Une leçon pour la Pologne
Wprost délivre une mise en garde :
«Le compromis trouvé sur les fonds européens destinés à la Hongrie devrait servir d'avertissement au gouvernement polonais. Il montre que l'instrumentalisation du veto, censée constituer la solution miracle pour enrayer 'l'horrible complot' ourdi par la bureaucratie bruxelloise à l'encontre de la souveraineté polonaise, est une arme inefficace et à double tranchant. Il n'a guère servi à Viktor Orbán, bien que son gouvernement ait tenté ces derniers mois de faire chanter Bruxelles sur la quasi-totalité des questions nécessitant une décision unanime des Etats membres.»
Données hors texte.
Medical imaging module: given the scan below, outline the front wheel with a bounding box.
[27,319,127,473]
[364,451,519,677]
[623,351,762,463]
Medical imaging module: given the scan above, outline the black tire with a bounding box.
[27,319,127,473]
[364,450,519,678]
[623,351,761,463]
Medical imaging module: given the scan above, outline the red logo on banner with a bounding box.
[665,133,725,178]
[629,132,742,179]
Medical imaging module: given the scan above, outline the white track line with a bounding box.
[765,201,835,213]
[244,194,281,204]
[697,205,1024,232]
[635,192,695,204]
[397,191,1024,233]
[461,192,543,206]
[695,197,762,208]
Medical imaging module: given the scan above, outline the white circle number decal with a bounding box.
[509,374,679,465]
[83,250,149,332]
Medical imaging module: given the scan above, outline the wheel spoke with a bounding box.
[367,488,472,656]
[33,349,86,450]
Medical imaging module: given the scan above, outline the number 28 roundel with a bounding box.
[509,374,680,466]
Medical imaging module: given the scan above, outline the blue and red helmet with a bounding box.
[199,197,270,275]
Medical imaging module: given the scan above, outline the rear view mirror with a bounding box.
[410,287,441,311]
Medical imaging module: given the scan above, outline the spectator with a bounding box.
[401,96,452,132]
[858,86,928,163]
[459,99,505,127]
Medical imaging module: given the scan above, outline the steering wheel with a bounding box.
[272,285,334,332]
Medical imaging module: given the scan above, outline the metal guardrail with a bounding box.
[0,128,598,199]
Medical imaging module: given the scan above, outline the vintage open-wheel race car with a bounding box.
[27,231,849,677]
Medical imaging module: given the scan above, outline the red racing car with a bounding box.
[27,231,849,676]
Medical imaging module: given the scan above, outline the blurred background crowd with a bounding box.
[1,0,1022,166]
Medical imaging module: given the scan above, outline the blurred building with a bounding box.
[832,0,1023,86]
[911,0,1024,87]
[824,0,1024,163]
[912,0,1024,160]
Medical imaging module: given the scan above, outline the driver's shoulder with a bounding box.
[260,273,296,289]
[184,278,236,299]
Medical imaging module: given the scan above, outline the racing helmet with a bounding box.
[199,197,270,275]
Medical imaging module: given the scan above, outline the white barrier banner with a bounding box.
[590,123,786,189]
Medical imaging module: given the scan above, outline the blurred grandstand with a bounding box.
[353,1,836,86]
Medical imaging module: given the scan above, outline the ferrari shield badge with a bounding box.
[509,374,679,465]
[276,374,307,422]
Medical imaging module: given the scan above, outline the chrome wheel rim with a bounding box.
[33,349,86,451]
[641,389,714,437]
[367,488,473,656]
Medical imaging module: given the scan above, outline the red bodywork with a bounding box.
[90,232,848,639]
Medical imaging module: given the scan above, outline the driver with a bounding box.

Orbán finit toujours par rétropédaler
Comme avec les sanctions contre la Russie, le petit manège auquel joue Orbán n'est en fait que de l'esbroufe, s'agace le banquier d'affaires Serhiy Foursa dans NV :
«L'économie hongroise est plus dépendante de l'UE que de l'argent de Poutine. Même si Orbán, en s'en prenant à l'UE, a trouvé un moyen bon marché de s'acheter les faveurs du peuple par un stratagème populiste, l'arrêt des fonds européens ruinerait le pays. Et Orbán le sait. On peut donc s'attendre à une neuvième série de sanctions, même si elle mettra un peu de temps à entrer en vigueur. Quand le marchandage d'Orbán s'arrêtera à nouveau. Pour la collectivité, il serait certainement préférable de pouvoir exclure ce locataire, tout simplement. Mais le règlement intérieur de la coopérative ne prévoit aucune disposition de ce genre. ... C'est lui qui décide s'il déménage ou non, et il ne fera pas - à cause de l'argent.»